Slowly Changing Dimension
The Slowly Changing Dimension processor generates updates to a Type 1 or Type 2 slowly changing dimension by evaluating change data against existing dimension data. Use the processor in a pipeline to update slowly changing dimension data stored in a Snowflake table.
When you configure a Slowly Changing Dimension processor, you specify the key columns used to match change and dimension data and the slowly changing dimension type. You can also specify the action to take when change rows have columns that are not included in the dimension table.
When working with a Type 2 dimension, you specify how the dimension tracks changes: active flag column, start and end timestamp columns, or version column. Then, you define the tracking columns to use. When using start and end timestamp columns, you can configure the processor to use a timestamp in the change rows instead of the processing time for start and end timestamps.
When you configure a slowly changing dimension pipeline, it's important to configure the origins and destinations appropriately. For more information, see Slowly Changing Dimension Pipeline.
Slowly Changing Dimension Pipeline
A slowly changing dimension pipeline compares change data against the data in a slowly changing dimension table, then writes the changes to the dimension, making all necessary updates to existing dimension data.

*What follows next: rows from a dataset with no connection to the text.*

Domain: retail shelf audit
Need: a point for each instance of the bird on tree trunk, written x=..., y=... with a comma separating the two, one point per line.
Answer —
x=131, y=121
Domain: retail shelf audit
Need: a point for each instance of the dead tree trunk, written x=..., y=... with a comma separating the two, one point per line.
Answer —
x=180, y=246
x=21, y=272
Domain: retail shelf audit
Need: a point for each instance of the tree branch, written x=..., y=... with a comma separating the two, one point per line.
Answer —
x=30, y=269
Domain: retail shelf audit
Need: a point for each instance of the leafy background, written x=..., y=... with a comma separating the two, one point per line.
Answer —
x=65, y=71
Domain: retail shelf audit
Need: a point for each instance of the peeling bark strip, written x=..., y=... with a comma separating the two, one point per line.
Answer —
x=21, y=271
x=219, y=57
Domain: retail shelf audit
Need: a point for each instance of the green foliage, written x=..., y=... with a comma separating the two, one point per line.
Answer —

The simplest slowly changing dimension pipeline looks like this:
- Dimension origin - Reads data from the slowly changing dimension table. The data from this origin must flow into the first input for the Slowly Changing Dimension processor.
- Change origin - Reads data from a change data table. The data from this origin must flow into the second input for the Slowly Changing Dimension processor.

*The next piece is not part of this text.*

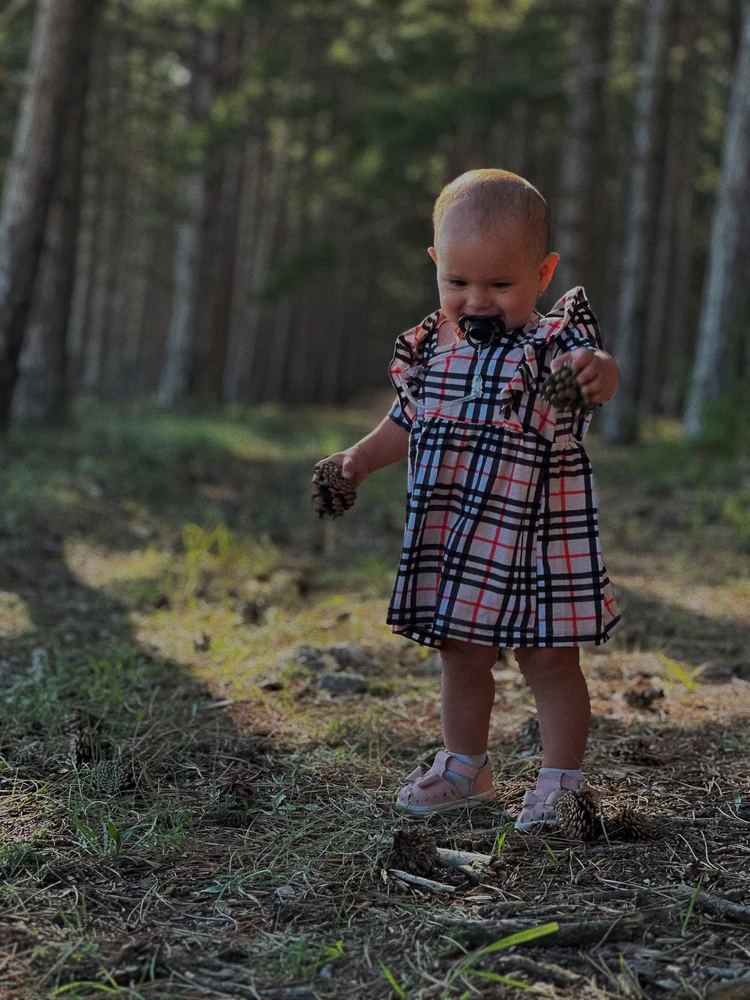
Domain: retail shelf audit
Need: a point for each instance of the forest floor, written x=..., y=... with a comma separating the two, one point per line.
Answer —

- Slowly Changing Dimension processor - Compares change data against master data. Flags change rows for insert or update. Adds tracking columns and performs other processing on change rows as needed.
- Dimension destination - Writes change data to the slowly changing dimension table. Updates existing dimension data as needed.
Data Processing
The Slowly Changing Dimension processor supports Type 1 and Type 2 slowly changing dimensions. The processor handles rows differently based on the selected slowly changing dimension type.
Type 1 Processing
A Type 1 slowly changing dimension keeps only the current dimension data. The dimension does not retain previous versions of the data.
When the values of specified key columns in a change row do not exist in the dimension table, the processor flags the change row for insert. When written to the dimension, the change row becomes a new row in the table.
When key column values in a change row match data in the dimension table, the processor flags the change row for update. When written to the dimension, the change row replaces the existing row.
For example, if the dimension table includes a row with a key column value of
005
, then change row with a key column value of
005
replaces the existing row.
Type 2 Processing
As with Type 1 dimensions, when the key columns in a change row do not match data in the dimension table, the processor flags the change row for insert. When written to the dimension, the change row becomes a new row in the table.
When the key columns in a change row match data in the dimension table, the processor handles the row based on the specified tracking columns.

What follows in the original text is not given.